Analysts described the move as a short squeeze layered on a geopolitical relief trade. Approximately $400 million in short positions were liquidated in the eight hours after Trump’s announcement, with an additional $270 million unwound over the following 24 hours.
The broader crypto market cap reached $2.52 trillion at the peak. Ethereum, Solana, XRP, and Dogecoin also posted gains alongside Bitcoin, consistent with a broad recovery in risk appetite.
Entering Tuesday’s session, Bitcoin had been range-bound between $66,000 and $70,200 for most of Q1 2026, with Strait of Hormuz disruptions acting as a ceiling on risk appetite. The $70,000 level had held as a key threshold for nearly two weeks before the ceasefire announcement cleared it.
The Crypto Fear & Greed Index showed an extreme fear reading of 11 on Tuesday, suggesting the market was heavily underpositioned ahead of the rally and helping explain the scale of short liquidations.
The bullish scenario depends on Iran complying with Hormuz reopening through the two-week window, oil stabilizing below $95, and ETF inflows sustaining above $400 million per week. Under this view, Bitcoin could consolidate above $72,000 and target $75,000, where the next resistance cluster sits. The invalidation level for the thesis is near $70,200.
The bearish scenario centers on hostilities resuming before the two-week window ends, or only partial compliance with Hormuz passage. In that case, Bitcoin could retrace to $68,269, the intraday low from Tuesday’s volatile session, with deeper support near $66,000 if risk-off conditions return. The ceasefire language—explicitly stating it does not signal an end to the conflict—keeps this risk non-trivial.

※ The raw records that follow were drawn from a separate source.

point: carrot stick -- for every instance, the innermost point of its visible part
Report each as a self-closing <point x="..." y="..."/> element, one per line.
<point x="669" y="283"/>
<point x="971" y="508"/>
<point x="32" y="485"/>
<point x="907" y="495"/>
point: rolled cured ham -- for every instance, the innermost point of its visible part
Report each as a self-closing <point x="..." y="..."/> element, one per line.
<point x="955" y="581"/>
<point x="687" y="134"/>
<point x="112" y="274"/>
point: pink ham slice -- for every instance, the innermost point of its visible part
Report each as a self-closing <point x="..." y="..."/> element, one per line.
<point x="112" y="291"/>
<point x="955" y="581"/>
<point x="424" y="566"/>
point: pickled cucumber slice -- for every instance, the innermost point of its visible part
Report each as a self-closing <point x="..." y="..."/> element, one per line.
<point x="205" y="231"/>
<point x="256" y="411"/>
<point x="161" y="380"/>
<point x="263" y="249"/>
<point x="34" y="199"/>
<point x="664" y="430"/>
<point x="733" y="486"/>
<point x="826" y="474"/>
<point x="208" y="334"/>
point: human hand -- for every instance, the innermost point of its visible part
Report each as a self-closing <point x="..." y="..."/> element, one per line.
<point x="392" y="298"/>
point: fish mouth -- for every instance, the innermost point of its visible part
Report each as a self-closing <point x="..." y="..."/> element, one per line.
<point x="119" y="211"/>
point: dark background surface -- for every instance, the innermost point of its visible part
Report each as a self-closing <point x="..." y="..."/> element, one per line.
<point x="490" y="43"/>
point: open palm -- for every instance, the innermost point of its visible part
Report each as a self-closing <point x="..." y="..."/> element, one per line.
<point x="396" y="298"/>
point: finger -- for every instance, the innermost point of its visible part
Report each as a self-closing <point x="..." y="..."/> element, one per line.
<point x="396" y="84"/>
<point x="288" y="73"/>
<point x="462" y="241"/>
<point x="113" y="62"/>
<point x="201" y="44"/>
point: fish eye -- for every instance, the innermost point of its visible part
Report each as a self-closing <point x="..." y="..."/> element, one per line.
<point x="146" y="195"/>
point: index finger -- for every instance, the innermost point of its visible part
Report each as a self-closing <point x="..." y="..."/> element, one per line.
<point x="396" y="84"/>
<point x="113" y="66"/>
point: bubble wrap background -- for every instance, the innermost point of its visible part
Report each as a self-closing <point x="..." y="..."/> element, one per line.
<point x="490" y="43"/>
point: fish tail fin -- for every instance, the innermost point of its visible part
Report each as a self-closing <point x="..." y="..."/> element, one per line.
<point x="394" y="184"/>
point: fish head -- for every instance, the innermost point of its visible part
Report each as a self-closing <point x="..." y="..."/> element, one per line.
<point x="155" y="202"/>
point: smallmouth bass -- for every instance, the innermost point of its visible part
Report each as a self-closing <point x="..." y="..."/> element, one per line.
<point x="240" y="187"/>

Spot Bitcoin ETF inflows reached $471 million on April 6, according to available flow data, indicating some institutional participation in the relief rally. At the same time, on-chain data flagged large-holder selling pressure during the same window, raising the question of whether ETF inflows reflect genuine accumulation or tactical positioning ahead of a potential reversal.
The durability of the rally may hinge on whether it is driven mainly by short liquidations and headline sentiment—along with institutional selling into strength—or by net new demand entering the market. The article also noted that open interest will be an important next signal: if open interest rebuilds alongside price, it would suggest fresh longs rather than a move driven purely by short covering.
Until the Strait of Hormuz is demonstrably reopened and the two-week ceasefire survives its first stress test, the current Bitcoin move is described as a geopolitical relief trade rather than a structural trend change.